In [1]:
import numpy as np
import pandas as pd 
import networkx as nx
import numpy.random as rd
from scipy.optimize import minimize 

In [2]:
%run rome.py
romes = list(graph.keys())
#romes = rd.choice(romes,10)

DEFINE GRAPH TO CALCULATE OCCUPATIONAL DISTANCES 

In [3]:
#g = nx.DiGraph(graph)

In [4]:
g = nx.Graph()
g.add_nodes_from(romes)
for rome1 in romes:
    current_edges = list(g.edges)
    for rome2 in romes:
        if (rome2,rome1) not in current_edges and (rome1 in graph[rome2] or rome2 in graph[rome1]):
            g.add_edge(rome1,rome2)
                

In [176]:
distance = {}
for rome in graph.keys():
    distance[rome] = {}
    distance[rome][rome] = 0
    for connex in (x for x in romes if x != rome):
        try: 
            distance[rome][connex] = nx.shortest_path_length(g,rome,connex)
        except:
            distance[rome][connex] = 20

DEFINE TYPES

In [128]:
class JobSeeker: 
    def __init__(self,rome,rho,T,bni='.'):
        self.rome = rome 
        self.rho = rho
        self.T = T
        self.bni = bni
    def theta(self,theta):
        self.theta = theta
        
class Branch: 
    def __init__(self,rome,rho,m,hirings,siren='.',nb='.'):
        self.rho = rho
        self.m = m 
        self.hirings = hirings
        self.rome = rome
        self.siren = siren
        self.nb = nb
    def theta(self,theta):
        self.theta = theta     
        
class Firm: 
    def __init__(self,rho,m,branches,siren='.'):
        self.rho = rho
        self.m = m 
        self.branches = branches
        self.romes = [b.rome for b in branches]
        self.nb_branches = len(branches)
        self.tot_hirings = sum([b.hirings for b in branches]) 
        self.siren = siren 

def random_branch(romes,rho,m,mean_hirings,siren='.',nb='.'): 
    return Branch(rd.choice(romes),rd.choice(rho),rd.choice(m),rd.chisquare(mean_hirings),siren=siren,nb=nb)

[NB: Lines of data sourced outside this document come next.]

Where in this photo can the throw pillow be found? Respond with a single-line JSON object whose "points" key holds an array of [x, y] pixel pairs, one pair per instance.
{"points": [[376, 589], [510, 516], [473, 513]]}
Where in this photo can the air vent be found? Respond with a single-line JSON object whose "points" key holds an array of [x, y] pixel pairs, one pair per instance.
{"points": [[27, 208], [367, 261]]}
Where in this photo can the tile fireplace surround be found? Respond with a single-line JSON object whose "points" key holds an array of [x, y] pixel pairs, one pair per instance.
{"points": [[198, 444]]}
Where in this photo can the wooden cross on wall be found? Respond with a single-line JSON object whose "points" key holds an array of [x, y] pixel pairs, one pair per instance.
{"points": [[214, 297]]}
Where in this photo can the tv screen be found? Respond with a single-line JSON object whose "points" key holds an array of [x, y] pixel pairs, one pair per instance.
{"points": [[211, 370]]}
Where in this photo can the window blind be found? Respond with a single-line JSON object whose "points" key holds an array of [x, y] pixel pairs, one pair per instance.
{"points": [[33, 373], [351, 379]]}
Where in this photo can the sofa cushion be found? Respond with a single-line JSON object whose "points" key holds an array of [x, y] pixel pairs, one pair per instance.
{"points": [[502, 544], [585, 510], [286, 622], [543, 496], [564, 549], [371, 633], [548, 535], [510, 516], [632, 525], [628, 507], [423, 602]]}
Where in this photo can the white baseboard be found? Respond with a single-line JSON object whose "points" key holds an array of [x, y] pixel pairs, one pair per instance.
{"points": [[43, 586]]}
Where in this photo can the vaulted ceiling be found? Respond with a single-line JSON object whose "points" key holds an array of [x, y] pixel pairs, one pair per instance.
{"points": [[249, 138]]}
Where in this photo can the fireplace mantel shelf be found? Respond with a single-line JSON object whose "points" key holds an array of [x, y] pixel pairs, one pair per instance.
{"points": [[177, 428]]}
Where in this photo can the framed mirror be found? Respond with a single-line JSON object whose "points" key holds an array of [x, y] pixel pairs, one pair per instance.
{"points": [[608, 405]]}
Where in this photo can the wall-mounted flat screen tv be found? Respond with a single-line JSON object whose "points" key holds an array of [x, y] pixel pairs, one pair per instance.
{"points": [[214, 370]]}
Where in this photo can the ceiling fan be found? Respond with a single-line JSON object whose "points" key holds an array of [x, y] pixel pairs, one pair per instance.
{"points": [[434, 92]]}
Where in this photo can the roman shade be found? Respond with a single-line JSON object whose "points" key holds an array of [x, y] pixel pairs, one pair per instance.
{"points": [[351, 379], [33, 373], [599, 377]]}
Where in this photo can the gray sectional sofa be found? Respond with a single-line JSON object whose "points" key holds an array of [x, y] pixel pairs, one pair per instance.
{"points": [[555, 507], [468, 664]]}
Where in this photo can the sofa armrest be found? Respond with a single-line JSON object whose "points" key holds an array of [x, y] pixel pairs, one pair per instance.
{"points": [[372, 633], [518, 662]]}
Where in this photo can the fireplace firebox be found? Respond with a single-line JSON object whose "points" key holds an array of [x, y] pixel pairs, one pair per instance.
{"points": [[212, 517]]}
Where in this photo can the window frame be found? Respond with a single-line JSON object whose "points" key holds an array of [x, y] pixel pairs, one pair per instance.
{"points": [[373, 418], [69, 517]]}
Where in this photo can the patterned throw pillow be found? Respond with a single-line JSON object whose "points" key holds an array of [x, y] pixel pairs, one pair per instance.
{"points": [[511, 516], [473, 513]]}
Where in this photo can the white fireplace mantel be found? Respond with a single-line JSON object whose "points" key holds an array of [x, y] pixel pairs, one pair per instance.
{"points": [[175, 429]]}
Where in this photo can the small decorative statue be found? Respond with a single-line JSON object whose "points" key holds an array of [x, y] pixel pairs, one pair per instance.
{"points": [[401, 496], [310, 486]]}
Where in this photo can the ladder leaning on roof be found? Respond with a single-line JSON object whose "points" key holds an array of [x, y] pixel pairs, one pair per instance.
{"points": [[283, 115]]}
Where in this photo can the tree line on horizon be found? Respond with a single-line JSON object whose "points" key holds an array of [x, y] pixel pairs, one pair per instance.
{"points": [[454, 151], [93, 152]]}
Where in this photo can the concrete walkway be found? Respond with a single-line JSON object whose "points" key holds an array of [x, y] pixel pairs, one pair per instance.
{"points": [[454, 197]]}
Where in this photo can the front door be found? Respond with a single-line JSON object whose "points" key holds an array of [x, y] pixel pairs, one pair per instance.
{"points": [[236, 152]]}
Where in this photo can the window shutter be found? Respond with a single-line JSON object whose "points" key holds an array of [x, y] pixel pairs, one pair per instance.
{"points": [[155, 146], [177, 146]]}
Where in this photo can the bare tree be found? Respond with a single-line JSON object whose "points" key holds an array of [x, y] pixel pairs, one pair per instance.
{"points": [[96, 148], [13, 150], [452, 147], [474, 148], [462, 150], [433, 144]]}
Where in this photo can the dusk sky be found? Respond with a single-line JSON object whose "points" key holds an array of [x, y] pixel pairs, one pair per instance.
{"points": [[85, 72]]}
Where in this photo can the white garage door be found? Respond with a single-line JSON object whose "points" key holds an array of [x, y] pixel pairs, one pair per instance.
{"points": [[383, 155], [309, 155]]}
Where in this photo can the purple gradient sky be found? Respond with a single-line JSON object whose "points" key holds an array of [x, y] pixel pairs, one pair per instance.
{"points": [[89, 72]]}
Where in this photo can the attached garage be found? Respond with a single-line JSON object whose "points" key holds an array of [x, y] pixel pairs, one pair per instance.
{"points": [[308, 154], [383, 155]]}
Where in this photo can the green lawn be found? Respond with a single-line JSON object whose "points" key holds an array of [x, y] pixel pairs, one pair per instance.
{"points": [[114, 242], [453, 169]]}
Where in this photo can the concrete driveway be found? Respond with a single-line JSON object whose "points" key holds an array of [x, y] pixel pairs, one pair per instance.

def random_firm(romes,rho,m,max_branches,mean_hirings,siren='.'):
    rho_f = rd.choice(rho)
    m_f = rd.choice(m)
    NB = rd.randint(1,high=max_branches)
    branches = [random_branch(romes,[rho_f],[m_f],mean_hirings,siren=siren,nb=i) for i in range(NB)]
    return Firm(rho_f,m_f,branches,siren = siren) 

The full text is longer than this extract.